(Prayer: Petition filed under Article 226 of the Constitution of India seeking issuance of a writ of certiorari calling for the records of O.A.No 131 of 2022 with MA 201 of 2022 dated 23.11.2022 passed by Hon’ble Armed Forces Tribunal, Chennai (Regional Bench) thereby quashing and setting, aside the impugned order.)
Manindra Mohan Shrivastava, C.J.
1. Heard learned counsel for the parties.
2. The short ground to challenge the order passed by the Armed Forces Tribunal is that the Tribunal ignoring the mandate of the provisions as contained in Regulation 125 of Pension Regulations for the Army, 1961 (for short, “Regulations”) has directed condonation of shortfall in the qualifying period of service, which could earn pension.
3. Learned Additional Solicitor General of India referred to the provisions contained in Regulation 125 to submit that exercise of discretion to condone or not to condone, as conferred under the aforesaid Regulations, is available excluding certain cases of exceptional nature as specified in the Regulations itself. One of them is that if a person is discharged on his own request, he could not claim any condonation by invoking the discretion under Regulation 125. The Tribunal completely ignored that the present was a case of discharge on own request. Therefore, the condonation clause itself was not applicable. The order, it is contended, is therefore in excess of jurisdiction and warrants interference of this Court in exercise of powers under Article 226 read with Article 227 of the Constitution of India.
4. Per contra, learned counsel for the respondent would submit that the order of the Tribunal proceeds on such similar orders passed by the Tribunal in many cases and, therefore, it cannot be said that the respondent is not entitled to those benefits. According to him, such kind of orders have been passed even by the Armed Forces Tribunal, Chennai, in many cases and, if the order is interfered with, the respondent would be excluded from the benefit, which has been granted in many such similarly situated cases.
5. Though learned counsel for the respondent submits that there are many decisions and orders, none of them, upon perusal, are found to be in support of his contention.
6. To be precise and in order to conclude, we need to refer to Regulation 125, which reads thus:
“125. Except in the case of:
(a) an individual who is discharged at his own request, or
(b) an individual who is eligible for special pension or gratuity under Regulation 164.

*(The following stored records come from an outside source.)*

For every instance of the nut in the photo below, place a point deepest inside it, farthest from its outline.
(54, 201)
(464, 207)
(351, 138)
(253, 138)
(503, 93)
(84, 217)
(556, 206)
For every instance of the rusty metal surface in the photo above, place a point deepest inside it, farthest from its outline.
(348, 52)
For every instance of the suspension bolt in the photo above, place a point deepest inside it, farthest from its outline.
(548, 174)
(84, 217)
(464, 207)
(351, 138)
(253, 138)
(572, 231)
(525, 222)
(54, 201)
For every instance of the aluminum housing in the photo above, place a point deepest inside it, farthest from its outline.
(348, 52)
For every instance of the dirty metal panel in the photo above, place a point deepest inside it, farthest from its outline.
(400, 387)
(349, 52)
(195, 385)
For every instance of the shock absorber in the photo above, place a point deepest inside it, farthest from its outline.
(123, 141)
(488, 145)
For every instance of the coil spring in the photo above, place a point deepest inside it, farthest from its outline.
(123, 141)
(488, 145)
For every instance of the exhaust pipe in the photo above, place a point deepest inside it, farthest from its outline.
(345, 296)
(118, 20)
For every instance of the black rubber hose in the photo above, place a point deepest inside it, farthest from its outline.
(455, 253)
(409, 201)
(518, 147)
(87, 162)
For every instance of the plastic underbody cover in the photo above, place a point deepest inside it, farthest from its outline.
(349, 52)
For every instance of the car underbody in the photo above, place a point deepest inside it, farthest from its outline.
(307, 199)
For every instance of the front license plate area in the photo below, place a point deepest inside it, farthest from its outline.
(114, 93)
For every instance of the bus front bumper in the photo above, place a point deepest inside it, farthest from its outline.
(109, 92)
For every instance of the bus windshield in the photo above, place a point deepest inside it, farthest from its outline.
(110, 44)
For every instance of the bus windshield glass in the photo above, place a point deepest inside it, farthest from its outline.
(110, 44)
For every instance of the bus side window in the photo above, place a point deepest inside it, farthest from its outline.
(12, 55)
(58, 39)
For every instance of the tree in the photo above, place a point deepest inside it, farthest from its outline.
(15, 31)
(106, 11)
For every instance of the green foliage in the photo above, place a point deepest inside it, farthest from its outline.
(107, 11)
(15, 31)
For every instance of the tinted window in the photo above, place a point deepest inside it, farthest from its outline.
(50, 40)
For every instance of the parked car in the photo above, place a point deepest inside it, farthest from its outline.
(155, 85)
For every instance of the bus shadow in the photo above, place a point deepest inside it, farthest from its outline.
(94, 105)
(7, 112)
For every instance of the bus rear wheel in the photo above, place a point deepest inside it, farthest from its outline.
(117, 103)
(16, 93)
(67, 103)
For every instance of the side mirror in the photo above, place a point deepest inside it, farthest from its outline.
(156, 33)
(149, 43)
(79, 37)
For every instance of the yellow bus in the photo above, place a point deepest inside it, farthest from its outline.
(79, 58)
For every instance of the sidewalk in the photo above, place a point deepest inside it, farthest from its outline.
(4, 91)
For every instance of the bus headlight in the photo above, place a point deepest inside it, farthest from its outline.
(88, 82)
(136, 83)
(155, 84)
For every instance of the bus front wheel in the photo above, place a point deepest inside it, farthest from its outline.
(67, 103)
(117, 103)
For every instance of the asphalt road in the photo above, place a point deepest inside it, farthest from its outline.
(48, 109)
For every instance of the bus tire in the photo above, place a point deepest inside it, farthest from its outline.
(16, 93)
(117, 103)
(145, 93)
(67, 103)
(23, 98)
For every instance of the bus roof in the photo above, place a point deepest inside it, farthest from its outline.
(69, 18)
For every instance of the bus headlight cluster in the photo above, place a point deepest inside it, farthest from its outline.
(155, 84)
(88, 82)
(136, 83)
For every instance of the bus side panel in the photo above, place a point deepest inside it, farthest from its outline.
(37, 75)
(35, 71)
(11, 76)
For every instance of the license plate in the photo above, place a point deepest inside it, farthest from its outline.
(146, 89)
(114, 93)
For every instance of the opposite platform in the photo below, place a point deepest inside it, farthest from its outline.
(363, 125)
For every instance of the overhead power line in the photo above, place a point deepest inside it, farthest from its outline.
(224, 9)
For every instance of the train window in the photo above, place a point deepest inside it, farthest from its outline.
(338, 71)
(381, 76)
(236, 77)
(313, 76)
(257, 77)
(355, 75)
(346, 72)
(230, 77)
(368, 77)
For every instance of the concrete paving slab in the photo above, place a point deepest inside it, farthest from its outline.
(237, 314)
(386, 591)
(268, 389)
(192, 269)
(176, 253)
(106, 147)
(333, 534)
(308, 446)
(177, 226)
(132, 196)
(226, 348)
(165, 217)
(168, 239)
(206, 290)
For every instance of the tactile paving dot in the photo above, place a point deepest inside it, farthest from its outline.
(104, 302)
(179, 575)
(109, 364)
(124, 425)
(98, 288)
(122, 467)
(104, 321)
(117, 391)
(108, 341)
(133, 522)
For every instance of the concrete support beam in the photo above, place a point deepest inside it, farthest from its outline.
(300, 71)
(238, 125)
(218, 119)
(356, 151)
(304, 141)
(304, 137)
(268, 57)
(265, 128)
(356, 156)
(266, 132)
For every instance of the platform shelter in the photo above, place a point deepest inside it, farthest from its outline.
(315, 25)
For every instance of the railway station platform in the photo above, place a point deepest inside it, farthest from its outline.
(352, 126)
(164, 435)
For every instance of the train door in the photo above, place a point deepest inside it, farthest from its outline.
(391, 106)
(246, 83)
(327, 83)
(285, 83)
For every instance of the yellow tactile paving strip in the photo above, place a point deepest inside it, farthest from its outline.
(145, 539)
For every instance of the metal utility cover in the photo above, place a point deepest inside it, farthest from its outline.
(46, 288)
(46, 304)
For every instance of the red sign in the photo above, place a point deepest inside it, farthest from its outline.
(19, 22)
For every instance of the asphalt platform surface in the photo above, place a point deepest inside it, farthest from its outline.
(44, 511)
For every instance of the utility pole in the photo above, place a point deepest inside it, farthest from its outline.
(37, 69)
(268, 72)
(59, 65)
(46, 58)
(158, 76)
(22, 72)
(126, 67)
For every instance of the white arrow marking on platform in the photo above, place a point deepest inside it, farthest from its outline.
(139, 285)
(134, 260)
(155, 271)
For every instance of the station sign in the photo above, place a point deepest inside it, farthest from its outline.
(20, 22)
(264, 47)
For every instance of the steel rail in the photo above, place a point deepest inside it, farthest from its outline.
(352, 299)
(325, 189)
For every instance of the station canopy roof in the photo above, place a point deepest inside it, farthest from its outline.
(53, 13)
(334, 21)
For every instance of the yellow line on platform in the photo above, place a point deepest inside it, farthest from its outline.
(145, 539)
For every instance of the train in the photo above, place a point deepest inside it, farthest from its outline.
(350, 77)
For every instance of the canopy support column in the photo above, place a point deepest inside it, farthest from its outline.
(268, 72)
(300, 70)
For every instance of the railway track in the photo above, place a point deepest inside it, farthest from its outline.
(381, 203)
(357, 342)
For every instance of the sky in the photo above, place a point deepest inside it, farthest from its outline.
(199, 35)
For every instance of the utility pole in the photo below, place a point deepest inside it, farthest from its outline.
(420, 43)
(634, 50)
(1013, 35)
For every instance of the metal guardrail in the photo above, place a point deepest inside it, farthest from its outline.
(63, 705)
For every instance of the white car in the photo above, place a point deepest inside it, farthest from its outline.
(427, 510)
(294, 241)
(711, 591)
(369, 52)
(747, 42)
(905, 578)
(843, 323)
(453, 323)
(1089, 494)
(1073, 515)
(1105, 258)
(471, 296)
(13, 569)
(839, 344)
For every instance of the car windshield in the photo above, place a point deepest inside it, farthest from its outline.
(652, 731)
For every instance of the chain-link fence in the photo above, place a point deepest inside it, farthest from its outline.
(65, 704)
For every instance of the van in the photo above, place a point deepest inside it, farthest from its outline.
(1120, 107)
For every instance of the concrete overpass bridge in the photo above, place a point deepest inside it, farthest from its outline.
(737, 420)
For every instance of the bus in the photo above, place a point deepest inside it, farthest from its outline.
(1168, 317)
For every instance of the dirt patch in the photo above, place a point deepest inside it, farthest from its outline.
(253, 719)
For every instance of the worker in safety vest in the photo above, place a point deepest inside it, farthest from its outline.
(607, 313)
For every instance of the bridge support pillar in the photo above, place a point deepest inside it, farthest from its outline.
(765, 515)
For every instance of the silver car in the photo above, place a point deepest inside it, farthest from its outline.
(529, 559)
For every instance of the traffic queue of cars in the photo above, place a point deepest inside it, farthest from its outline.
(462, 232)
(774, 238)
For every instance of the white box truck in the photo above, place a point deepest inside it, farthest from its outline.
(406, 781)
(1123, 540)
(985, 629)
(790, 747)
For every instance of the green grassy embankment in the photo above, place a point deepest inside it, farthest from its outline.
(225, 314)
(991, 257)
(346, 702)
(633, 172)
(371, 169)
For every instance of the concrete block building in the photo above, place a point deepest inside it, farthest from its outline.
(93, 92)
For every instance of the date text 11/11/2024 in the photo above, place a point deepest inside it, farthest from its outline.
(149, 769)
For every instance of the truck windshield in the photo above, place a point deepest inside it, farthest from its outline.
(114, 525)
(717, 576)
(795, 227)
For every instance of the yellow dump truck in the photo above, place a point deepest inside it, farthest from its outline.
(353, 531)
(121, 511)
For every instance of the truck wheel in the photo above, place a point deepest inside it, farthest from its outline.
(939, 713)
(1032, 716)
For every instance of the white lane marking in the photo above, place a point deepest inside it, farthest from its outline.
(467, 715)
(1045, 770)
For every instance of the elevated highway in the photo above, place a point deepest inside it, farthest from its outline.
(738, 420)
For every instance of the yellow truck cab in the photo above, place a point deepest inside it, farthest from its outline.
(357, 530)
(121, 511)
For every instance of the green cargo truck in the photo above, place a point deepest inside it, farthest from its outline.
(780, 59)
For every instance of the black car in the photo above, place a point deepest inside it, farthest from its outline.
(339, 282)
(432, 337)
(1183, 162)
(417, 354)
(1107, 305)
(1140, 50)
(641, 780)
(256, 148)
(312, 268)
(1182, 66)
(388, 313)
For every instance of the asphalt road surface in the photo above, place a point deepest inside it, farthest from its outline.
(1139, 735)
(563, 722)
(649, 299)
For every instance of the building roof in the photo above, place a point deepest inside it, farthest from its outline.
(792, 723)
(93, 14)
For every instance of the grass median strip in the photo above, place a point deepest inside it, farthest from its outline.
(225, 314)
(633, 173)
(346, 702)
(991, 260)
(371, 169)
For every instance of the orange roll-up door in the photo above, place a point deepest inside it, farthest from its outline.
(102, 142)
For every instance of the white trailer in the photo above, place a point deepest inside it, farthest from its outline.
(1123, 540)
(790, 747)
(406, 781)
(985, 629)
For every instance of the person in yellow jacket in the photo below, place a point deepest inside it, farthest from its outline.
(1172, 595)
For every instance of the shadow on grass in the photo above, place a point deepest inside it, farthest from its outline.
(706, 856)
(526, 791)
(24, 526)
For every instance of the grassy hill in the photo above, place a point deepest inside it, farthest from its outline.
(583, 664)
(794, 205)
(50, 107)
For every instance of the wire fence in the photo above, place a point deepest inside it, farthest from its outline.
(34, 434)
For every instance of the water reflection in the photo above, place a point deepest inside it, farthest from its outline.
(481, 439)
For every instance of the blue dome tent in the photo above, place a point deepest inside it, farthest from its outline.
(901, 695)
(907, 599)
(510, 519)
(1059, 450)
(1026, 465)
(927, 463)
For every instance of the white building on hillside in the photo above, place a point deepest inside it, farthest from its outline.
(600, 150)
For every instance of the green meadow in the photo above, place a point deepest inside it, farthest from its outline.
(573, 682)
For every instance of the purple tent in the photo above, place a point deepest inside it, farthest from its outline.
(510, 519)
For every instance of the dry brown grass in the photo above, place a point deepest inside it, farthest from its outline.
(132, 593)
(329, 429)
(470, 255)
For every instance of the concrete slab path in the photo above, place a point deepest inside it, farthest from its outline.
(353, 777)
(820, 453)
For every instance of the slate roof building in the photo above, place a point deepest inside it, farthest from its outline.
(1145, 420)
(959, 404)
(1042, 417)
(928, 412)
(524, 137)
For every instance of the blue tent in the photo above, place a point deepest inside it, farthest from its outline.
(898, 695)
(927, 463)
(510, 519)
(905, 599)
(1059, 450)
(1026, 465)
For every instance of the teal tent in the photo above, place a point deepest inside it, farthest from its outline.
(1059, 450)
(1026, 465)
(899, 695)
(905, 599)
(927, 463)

(c) an individual who is invalided with less than 15 years service, deficiency in service for eligibility to service pension or reservist pension or gratuity in lieu may be condoned by a competent authority upto six months in each case.”
7. It is vividly clear that those who have been discharged on their own request are not entitled to seek invocation of the discretion of the authority to condone the deficiency in pensionable period of service. In the present case, the respondent was discharged way back in the year 1996 on his own request even though he had not completed 15 years of qualifying period of service to earn pension. Three decades thereafter he woke up from slumber and moved an application on 29.12.2021 seeking condondation of the deficiency which was responded to by communication dated 7.9.2022 clearly stating that in view of the exception carved out under the Regulations, the benefit could not be granted.
8. The Tribunal has failed to take into consideration the provision of law, particularly, the reason assigned for rejection of the representation that the respondent was discharged from service on his own request. The opening part of the order of the Tribunal itself clearly states that the respondent was discharged on his own request. If that be the admitted position, we fail to understand how could the Tribunal pass such an order in transgression of the limits provided under the law. We have no hesitation in holding that the order of the Tribunal is patently illegal and in excess of its jurisdiction.
9. For the reasons stated above, the writ petition is allowed. The order of the Tribunal is set aside and the original application filed by the respondent is dismissed. There shall be no order as to costs. Consequently, connected miscellaneous petitions are closed.